Risotto with Shrimp and Asparagus
- 250 grams white Asparagus
- 250 grams green Asparagus
- 1 tsp sugar
- 2 Tbsps lemon juice
- 1 onion
- 1 garlic clove
- 4 Tbsps olive oil
- 350 grams Arborio rice
- 150 milliliters dry white wine
- 2 stems Tarragon
- 2 stems mint
- 8 large shrimp
- Red pepper flakes
- 1 Tbsp butter
- 2 Tbsps grated Parmesan
Rinse both sorts of asparagus. For white asparagus, peel outer layers and trim tough ends. For green asparagus, peel lower thirds of stalks. In a large pot, boil about 1.5 liters (approximately 6 cups) of water. Season with 1-2 teaspoons of salt, add sugar and lemon juice. Boil white asparagus for about 8 minutes, add green asparagus during the last 4 minutes. Remove and cool. Cut asparagus tips and stalks into 2 cm (approximately 3/4 inch) long pieces.

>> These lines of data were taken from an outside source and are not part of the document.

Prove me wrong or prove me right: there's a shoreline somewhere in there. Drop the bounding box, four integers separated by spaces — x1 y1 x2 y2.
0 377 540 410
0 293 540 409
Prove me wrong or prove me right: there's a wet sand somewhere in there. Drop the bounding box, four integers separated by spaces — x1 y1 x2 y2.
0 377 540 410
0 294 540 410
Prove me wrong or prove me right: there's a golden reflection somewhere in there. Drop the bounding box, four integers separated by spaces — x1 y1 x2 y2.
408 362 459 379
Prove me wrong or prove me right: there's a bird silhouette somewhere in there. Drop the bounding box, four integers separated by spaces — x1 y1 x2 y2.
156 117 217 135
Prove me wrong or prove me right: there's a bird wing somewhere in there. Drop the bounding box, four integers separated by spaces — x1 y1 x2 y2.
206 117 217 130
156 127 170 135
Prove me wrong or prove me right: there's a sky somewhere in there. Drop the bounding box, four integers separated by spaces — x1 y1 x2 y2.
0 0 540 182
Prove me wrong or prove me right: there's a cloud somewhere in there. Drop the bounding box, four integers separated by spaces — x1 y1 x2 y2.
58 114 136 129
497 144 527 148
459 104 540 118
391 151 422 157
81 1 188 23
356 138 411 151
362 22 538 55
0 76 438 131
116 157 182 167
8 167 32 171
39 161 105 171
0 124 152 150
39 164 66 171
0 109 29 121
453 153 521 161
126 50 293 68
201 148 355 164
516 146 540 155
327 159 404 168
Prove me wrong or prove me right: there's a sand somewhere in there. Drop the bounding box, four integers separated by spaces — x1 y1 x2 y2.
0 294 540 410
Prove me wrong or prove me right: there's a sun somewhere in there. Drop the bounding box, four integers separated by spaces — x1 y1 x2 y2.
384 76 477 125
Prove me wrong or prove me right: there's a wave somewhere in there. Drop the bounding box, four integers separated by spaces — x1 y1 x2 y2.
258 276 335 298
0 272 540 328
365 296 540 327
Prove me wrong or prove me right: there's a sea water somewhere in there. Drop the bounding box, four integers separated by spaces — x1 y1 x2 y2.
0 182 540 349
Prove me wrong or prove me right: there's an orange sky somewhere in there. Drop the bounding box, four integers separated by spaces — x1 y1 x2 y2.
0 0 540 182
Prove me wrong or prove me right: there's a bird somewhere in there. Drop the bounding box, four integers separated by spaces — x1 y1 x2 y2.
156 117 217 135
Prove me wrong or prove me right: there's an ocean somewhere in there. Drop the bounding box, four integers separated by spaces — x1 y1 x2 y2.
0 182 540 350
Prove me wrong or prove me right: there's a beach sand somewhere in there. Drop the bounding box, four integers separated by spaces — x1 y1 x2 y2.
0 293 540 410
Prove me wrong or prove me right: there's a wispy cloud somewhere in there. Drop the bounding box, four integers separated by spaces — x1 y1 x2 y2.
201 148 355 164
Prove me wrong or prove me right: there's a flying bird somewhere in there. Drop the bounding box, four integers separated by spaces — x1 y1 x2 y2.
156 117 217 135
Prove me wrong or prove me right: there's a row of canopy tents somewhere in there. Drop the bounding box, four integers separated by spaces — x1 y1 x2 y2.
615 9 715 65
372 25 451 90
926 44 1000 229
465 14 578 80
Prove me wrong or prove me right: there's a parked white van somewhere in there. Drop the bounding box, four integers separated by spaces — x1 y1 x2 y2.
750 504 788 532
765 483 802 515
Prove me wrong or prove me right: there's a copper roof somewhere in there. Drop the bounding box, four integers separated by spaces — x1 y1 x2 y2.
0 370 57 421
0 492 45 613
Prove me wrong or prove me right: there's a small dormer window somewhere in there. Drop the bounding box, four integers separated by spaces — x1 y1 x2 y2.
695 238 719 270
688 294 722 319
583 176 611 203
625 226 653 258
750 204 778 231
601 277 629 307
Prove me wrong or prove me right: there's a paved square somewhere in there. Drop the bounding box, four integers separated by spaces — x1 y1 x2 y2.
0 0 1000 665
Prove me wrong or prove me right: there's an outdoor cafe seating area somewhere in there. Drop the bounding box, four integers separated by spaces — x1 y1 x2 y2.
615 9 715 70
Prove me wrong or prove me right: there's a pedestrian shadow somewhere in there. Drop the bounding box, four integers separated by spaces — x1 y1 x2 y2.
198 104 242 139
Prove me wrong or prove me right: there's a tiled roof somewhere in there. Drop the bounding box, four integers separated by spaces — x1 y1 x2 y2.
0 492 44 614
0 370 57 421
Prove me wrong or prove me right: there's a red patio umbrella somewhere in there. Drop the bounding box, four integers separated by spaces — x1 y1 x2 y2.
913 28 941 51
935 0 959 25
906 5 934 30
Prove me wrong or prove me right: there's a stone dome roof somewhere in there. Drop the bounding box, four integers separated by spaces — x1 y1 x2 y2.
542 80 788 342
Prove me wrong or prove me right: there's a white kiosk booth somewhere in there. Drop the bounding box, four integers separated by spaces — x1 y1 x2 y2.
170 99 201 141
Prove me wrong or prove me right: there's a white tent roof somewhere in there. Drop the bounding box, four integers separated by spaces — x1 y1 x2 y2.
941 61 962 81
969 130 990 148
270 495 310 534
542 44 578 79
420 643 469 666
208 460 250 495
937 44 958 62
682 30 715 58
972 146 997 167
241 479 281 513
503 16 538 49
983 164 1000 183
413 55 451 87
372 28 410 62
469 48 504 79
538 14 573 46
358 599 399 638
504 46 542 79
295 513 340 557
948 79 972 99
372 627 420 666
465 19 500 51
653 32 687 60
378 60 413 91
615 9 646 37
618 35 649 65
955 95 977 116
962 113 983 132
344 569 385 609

Peel and finely chop onion and garlic. Heat 2 tablespoons of oil and sauté. Add rice and saute until translucent. Add wine and cook, stirring, until wine is absorbed. Add some of asparagus water until rice is just covered and cook, stirring frequently, until almost all liquid is absorbed. Continue to add asparagus water in this manner and cook until rice is al dente, about 20 minutes, stirring frequently.
Meanwhile, rinse tarragon and mint, shake dry and pluck off leaves. Coarsely chop half of herbs. Rinse shrimp and peel, leaving tails intact. With a small knife, devein and rinse again.
Add asparagus into rice 5 minutes before the of end of cooking.
Heat remaining oil in a pan and saute shrimp for about 2 minutes on each side. Season with salt, pepper and chili. Add butter, parmesan and chopped herbs into risotto. Season with salt and pepper and transfer to plates. Top with two shrimps per plate and garnish with remaining herbs. Serve.